Gathering feedback: 360-degree holistic feedback on what’s working well, what needs improvement and what innovations can be done. A great idea can come from anywhere.

Professional training: Building expertise on complex sustainability issues at every employee touchpoint. As a result, no matter what function the employee plays in a company, they will help in achieving sustainability goals.

Sustainable consumerism

This is essentially about sustainable purchasing, which places an overarching emphasis on prioritising items and services related to sustainability. Basic measures include paperless offices and the elimination of all single-use and short-use items.

During the next few years, 85% of the building stock will still be standing, but it will require a lot more upgradation. How can you link that to local conditions, sustainability, refurbish to reuse, consider long-term durability, and have an attitude of fixing rather than replacing things?
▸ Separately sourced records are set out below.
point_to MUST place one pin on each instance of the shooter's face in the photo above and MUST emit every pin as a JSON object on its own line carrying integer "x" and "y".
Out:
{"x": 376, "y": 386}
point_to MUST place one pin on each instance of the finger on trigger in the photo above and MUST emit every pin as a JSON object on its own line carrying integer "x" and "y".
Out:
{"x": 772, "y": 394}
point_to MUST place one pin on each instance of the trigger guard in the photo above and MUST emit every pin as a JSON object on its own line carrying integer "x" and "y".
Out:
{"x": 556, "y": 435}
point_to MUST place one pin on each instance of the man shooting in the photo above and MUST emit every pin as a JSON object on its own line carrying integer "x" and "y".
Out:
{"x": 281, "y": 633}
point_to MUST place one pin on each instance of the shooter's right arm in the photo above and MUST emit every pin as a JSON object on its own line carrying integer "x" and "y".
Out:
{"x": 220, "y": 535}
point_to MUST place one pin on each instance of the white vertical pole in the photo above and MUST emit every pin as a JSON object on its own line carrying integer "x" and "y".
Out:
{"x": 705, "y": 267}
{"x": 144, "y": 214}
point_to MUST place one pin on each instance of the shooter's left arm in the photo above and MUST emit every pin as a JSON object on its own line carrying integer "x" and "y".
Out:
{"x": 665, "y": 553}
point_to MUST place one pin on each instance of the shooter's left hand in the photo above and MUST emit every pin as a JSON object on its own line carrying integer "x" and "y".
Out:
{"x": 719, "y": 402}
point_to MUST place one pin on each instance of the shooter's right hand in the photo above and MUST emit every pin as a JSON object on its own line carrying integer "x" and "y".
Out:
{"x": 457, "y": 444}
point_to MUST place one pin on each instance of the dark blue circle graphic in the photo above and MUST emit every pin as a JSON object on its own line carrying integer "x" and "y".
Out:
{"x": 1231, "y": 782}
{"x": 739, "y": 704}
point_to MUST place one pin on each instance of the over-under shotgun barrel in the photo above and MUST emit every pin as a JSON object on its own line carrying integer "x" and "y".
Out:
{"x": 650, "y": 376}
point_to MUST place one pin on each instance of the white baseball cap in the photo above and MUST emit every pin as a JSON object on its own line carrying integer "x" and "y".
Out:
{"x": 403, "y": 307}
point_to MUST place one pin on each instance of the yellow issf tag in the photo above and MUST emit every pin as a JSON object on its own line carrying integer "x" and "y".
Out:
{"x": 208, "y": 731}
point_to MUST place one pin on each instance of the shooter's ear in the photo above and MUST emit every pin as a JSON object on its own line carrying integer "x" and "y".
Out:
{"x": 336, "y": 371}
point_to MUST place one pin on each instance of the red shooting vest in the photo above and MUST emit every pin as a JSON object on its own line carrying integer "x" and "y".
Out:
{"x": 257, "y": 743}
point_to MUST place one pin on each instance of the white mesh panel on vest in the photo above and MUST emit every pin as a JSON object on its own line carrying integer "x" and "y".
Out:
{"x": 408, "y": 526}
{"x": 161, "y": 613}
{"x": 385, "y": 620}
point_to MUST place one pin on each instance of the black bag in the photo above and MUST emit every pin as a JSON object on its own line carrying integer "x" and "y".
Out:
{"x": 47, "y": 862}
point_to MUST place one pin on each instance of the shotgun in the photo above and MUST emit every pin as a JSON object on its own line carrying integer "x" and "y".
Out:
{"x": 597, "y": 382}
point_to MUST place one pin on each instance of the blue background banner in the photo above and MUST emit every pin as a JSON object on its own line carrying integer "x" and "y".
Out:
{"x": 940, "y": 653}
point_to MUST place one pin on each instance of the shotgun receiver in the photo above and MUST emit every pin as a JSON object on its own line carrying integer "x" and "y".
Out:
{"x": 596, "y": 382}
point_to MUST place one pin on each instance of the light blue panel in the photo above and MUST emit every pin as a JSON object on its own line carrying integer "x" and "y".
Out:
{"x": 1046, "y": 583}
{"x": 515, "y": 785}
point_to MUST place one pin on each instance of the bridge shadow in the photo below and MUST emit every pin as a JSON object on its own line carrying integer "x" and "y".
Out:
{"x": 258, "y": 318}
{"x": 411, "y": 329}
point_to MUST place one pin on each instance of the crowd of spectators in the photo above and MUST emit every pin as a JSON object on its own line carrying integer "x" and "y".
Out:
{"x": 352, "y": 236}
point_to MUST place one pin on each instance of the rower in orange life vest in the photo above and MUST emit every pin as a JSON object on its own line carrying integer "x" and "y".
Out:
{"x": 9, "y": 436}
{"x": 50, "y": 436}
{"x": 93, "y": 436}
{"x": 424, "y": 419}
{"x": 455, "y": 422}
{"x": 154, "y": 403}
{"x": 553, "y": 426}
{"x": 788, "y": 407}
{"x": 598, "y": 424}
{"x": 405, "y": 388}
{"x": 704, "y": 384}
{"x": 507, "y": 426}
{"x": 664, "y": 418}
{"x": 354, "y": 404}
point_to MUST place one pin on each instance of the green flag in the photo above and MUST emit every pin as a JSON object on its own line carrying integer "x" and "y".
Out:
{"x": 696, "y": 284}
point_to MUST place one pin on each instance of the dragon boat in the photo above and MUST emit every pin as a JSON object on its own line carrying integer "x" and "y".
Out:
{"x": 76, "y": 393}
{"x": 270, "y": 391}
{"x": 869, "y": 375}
These are the questions we need to answer.

Many organisations focus on aesthetics but end up using tough-to-maintain materials and systems, resulting in increased use of chemicals, people and equipment, potentially causing additional environmental deterioration.

Reducing the use of harsh solvent-based cleansers and replacing them with green, eco-friendly, non-hazardous, biodegradable alternatives promotes a healthy working environment for staff. Switching to low VOC products reduces overall volatile compounds.

Our assessment is that these low-investment measures can reduce and then sustain baseline consumption by 7-15%, without even making any capital expenditures.